Kilómetro diez. Dirigibles aéreos.
Tras un saludo la pareja quiso iniciar una conversación informal. La mujer le dirigió la palabra a Sofía:
—A la Luna de vacaciones, ¿verdad?
—Algo así. ¿Ustedes también?
—Nosotros vamos más lejos, hasta Ceres. Se nos casa un hijo y vamos a hacerle una visita.
—Un viaje largo. Espero que lo disfruten y no se les haga pesado.
—Nuestro hijo es un nauta que vive de las minas del cinturón de asteroides. No para. Siempre está con su nave de aquí para allá, y ha venido a recogernos a la órbita baja de la Tierra. Todo un detalle por su parte. Desde que salió de España, hace ya algunas décadas, estamos sin verlo. No hay duda de que disfrutaremos del viaje.
El hombre de la pareja continuó hablando de su hijo cuando terminó su mujer.
—Estamos muy excitados ante la posibilidad de ver a nuestro chico. Tenemos ganas de darle un buen abrazo. Hace tanto tiempo, que solo ha llegado a la órbita baja. Él ya no puede volver a la Tierra.
—¿No puede volver? —dijo Sofía con sorpresa.
—La gravedad, ya sabe. Mucho tiempo en las naves espaciales, en ingravidez, las piernas terminan atrofiándose, el corazón se debilita y ya no se puede volver. Es verdad que todas las naves tienen anillos centrífugos para crear gravedad artificial, pero ya sabe lo que dicen de los nautas...
—"Una vez en el espacio, siempre en el espacio" —dijo Sofía.
—Por cierto —apuntó el hombre la pareja—. Si viajan a la Luna no dejen de visitar el barrio mexicano de Metztli. Dicen que es muy divertido, con sus tiendas y sus restaurantes, lleno de las tradiciones y costumbres típicas de la Luna. Hay restaurantes que solo sirven vegetales cultivados en el regolito lunar, y que su comida tiene un sabor característico, como más ácido.
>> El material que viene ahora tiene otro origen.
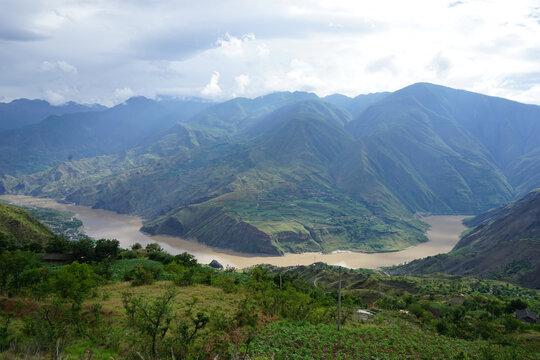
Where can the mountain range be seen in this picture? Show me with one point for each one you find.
(502, 244)
(285, 172)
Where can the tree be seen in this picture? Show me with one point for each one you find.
(106, 249)
(83, 250)
(74, 282)
(12, 266)
(152, 317)
(153, 247)
(58, 244)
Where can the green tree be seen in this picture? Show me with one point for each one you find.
(58, 244)
(153, 247)
(106, 249)
(83, 250)
(152, 317)
(75, 282)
Y no olviden que el mezcal que se sirve en la Luna es mucho más fuerte que el de la Tierra —el hombre se animaba—. Ya saben...
—Me contaron —apuntó la mujer de la pareja— que las agencias de viajes ofertan excursiones fantásticas por la superficie de la Luna. Debe ser emocionante ponerse un traje para dar un buen paseo por el regolito lunar.
—Lo tendremos en cuenta. Muchas gracias —respondió Sofía.
—¿No te habrás olvidado las pastillas, Jacinto?
—Lola, si las olvidamos no pasa nada. Seguro que el chico las lleva en la nave.
—¿Pastillas para el mareo?
—No, qué va —dijo Jacinto—. Antitumorales. Ya saben. La radiación del espacio en los viajes largos, si no los tomas...
—¿Lo conocían? Hace muchos años —dijo el ingeniero naval desde la silla de ruedas—, cuando no se conocían los antitumorales y el "Mal del espacio" era mortal, los viajes interplanetarios estaban casi todos robotizados. No viajaban personas. Los tripulados eran anecdóticos y siempre moría alguien... Solo cuando se inventaron los antitumorales se pudieron hacer viajes largos. Siempre estamos hablando de motores iónicos y grandes diseños de naves espaciales, pero solo con el descubrimiento de los antitumorales se hizo posible la colonización del sistema solar externo.
Empezaban a hablar de historia y Gamboa no podía resistir la tentación. Tuvo que intervenir, dirigiéndose al ingeniero:
—Usted parece conocer bien la historia de la navegación espacial. ¿Qué nos recomienda ver en el Museo del Espacio?
—Hombre, soy ingeniero naval. Es mi tema. ¿Cómo no iba a gustarme? Mire, le recomiendo especialmente la visita a la llamada Sala Rusa. Allí están los restos encontrados en la Luna más antiguos que se conocen. Los arqueólogos los hallaron en el Mare Imbrium, donde rescataron un artefacto diminuto, por supuesto no tripulado, datado de 1959. ¿Lo oyen? Nada menos que de 1959.
—Interesante. ¿Le suena de algo Neil Armstrong?
—Me suena, sí, la verdad —dijo el ingeniero, haciendo memoria durante unos segundos—. ¡Ah, claro! Armstrong fue uno de los primeros en llegar a la Luna. En la Sala América del museo está la famosa placa del Apollo XI donde los tres astronautas dejaron su firma junto a una inscripción en norteño.
Kilómetro cincuenta.
Bienvenidos a la zona internacional.